Waiting for her to be someone she isn’t and doesn’t want to be, helps you how?

ppeatfruit · 08/05/2018 19:59

Yes it's great that you are asking them those things lovewho No one is a perfect anything. We've all got regrets about certain things we did when stressed or tired with our children. I reckon if they can see that we have TRIED our best to be understanding it's all we can do! (I'm definitely a parent who has tried to listen to my children , (they are adults now and they do appreciate me for that!) I didn't believe in letting them run riot though, I think THAT is seen as neglect by them. Which it is of course.

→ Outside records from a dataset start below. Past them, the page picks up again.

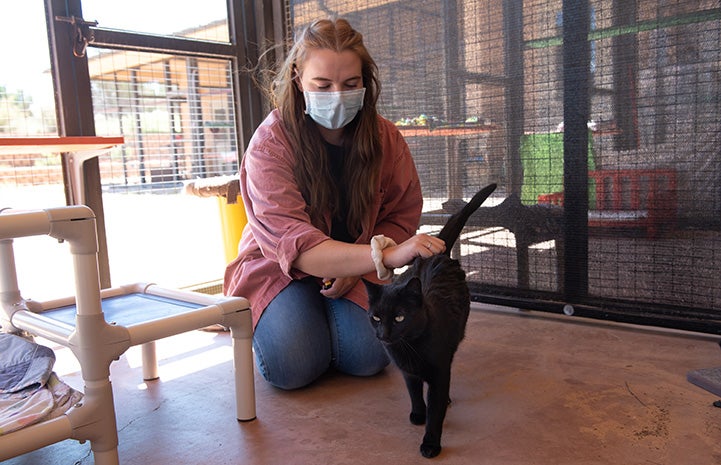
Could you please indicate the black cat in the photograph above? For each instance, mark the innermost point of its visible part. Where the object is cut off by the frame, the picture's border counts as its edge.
(421, 318)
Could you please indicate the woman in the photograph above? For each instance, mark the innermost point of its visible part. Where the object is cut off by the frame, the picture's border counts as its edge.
(323, 178)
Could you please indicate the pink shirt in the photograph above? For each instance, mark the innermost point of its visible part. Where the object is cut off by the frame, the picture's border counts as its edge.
(279, 227)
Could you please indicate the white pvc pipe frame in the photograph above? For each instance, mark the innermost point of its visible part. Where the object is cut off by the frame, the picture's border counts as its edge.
(96, 343)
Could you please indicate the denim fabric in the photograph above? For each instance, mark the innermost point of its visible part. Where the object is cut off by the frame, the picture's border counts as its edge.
(302, 334)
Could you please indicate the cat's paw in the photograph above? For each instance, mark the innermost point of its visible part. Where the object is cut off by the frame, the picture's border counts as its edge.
(418, 418)
(430, 450)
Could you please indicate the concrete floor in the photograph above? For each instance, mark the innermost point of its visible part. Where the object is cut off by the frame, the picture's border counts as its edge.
(528, 388)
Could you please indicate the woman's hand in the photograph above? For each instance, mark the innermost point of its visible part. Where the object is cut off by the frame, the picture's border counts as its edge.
(339, 286)
(420, 245)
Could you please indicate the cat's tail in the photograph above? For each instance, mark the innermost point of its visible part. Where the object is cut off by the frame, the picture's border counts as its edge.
(455, 223)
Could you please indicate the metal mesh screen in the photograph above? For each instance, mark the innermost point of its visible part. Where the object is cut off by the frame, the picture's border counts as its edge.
(477, 88)
(177, 116)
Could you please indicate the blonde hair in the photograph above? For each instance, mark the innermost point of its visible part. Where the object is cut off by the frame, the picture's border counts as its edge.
(363, 148)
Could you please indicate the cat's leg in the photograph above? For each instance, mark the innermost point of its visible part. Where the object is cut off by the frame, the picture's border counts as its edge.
(418, 405)
(438, 395)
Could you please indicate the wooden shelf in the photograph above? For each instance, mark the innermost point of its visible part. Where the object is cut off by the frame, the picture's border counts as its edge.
(29, 145)
(444, 131)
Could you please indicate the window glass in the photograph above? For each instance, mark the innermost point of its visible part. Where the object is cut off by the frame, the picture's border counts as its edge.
(26, 90)
(207, 20)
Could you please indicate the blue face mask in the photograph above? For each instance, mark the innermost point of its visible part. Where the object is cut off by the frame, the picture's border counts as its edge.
(333, 110)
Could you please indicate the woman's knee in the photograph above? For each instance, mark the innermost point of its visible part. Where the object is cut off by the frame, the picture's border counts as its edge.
(292, 340)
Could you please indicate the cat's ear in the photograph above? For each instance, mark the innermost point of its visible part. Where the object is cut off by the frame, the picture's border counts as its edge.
(373, 289)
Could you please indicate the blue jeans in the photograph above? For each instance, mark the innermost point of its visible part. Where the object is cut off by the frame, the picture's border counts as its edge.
(302, 334)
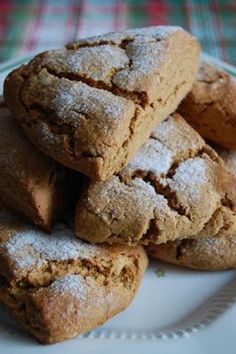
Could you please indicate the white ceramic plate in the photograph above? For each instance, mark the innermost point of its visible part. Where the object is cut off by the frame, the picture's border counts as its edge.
(182, 311)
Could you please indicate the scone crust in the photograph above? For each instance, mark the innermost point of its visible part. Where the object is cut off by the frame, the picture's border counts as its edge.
(176, 186)
(212, 253)
(58, 287)
(91, 106)
(210, 107)
(208, 253)
(30, 182)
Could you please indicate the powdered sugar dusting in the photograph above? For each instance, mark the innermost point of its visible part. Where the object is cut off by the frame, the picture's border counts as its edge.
(92, 102)
(191, 175)
(81, 288)
(153, 157)
(33, 247)
(229, 156)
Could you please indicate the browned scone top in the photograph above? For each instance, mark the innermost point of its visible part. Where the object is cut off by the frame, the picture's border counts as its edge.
(92, 105)
(29, 181)
(211, 253)
(58, 286)
(176, 186)
(210, 107)
(208, 253)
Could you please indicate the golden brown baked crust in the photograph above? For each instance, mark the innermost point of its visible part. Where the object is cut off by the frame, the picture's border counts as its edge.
(175, 187)
(210, 107)
(58, 286)
(91, 106)
(30, 182)
(211, 253)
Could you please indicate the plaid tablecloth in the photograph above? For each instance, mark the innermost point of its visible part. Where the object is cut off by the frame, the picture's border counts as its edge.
(30, 26)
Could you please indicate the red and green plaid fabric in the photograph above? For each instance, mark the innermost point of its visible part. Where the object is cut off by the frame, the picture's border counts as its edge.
(28, 26)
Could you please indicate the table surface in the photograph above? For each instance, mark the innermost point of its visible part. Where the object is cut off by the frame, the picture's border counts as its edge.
(28, 26)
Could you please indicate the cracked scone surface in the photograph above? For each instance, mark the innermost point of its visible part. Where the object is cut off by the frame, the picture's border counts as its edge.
(30, 182)
(176, 186)
(58, 286)
(208, 253)
(210, 107)
(92, 105)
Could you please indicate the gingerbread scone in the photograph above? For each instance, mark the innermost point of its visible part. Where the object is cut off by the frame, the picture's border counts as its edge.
(92, 105)
(175, 187)
(58, 286)
(210, 107)
(30, 182)
(210, 253)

MiddleAgedMe · 08/05/2018 20:07

You're all so insightful and I'm relating so much to what you're saying. My own mother is incredibly difficult as regards me. My brother can do no wrong. However, I had a child very young (at 18) and the moment I saw my daughters scrunched up little face I vowed to break the cycle of abuse our family is caught in. Not for anything was my daughter going to suffer the way my mother had, my grandmother or myself. I've stuck to it, she's 24 now and without any of our horrible emotional difficulties. But of course my unwillingness to play the game has led to my mother punishing me in some frankly fucking awful ways. We have very minimum contact now, and I have virtually no relationship with my 3 siblings because like a few of you, I'm the scapegoat and they've concocted a reality of me (it's a straw man isn't it?) that bears no relation to I am in reality but is someone they can collectively dislike, disparage, judge and dislike. It's all become so entrenched that I doubt it will ever change now

ppeatfruit · 08/05/2018 20:16

MiddleAged It's brilliant that you have broken the cycle, the same as Love has, I admire you both soo much. it can't be easy. I just hope that my GD sees through her mother soon ( I know she does ) but in an odd way I suppose because she knows how vulnerable her mother is she propitiates her. It breaks my heart.

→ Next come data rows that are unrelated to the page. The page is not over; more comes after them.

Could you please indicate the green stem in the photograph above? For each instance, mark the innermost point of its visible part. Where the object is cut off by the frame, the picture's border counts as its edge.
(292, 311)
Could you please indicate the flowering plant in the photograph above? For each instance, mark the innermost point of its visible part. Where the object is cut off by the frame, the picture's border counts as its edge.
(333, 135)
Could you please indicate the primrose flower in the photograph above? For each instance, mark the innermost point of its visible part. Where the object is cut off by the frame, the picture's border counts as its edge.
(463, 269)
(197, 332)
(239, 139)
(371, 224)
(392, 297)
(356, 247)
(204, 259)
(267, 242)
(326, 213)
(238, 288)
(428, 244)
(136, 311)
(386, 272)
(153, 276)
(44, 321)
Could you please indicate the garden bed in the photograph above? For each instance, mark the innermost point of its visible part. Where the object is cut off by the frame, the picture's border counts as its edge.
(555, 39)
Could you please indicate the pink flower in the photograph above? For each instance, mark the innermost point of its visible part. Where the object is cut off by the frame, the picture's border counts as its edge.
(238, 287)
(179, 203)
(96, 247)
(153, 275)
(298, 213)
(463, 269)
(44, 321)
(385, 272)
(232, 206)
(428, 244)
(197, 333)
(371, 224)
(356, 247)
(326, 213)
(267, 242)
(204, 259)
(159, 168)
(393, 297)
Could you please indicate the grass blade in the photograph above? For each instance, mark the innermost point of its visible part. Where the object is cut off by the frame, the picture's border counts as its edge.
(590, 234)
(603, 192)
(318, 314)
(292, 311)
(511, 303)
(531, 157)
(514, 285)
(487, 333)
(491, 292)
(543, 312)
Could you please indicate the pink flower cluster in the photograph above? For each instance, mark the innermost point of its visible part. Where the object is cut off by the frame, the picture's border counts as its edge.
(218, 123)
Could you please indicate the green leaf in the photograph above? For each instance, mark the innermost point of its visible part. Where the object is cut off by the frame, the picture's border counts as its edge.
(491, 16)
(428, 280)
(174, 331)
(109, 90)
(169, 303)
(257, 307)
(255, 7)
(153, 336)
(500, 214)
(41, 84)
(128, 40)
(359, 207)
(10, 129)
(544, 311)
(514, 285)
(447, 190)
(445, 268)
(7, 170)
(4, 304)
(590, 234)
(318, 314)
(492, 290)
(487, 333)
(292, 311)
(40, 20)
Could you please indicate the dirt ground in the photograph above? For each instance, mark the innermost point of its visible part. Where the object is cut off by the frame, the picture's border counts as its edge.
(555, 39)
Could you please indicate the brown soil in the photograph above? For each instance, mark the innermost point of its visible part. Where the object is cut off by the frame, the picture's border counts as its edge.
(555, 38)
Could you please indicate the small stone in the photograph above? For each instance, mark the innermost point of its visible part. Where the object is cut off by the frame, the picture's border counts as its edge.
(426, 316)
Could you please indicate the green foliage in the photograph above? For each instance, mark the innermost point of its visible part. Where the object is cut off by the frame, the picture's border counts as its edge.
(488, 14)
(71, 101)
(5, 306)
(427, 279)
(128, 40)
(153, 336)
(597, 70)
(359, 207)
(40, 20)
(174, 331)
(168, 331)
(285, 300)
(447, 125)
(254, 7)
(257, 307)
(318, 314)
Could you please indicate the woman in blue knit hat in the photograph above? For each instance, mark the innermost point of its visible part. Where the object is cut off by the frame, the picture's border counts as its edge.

Phineyj · 08/05/2018 22:01

This is an interesting thread. I haven't seen anyone articulate before so clearly how people with emotional difficulties treat other people in a 'fictional' way. That's exactly what I experience with my sister and sometimes with my dad. I have tried to explain how it feels to other people in RL occasionally and they don't get it. It's like my sister has made up her own version of me and then gets affronted when I don't behave like her version does! Hope you can find some peace with all this OP, but 'when someone shows you who they are, believe them'.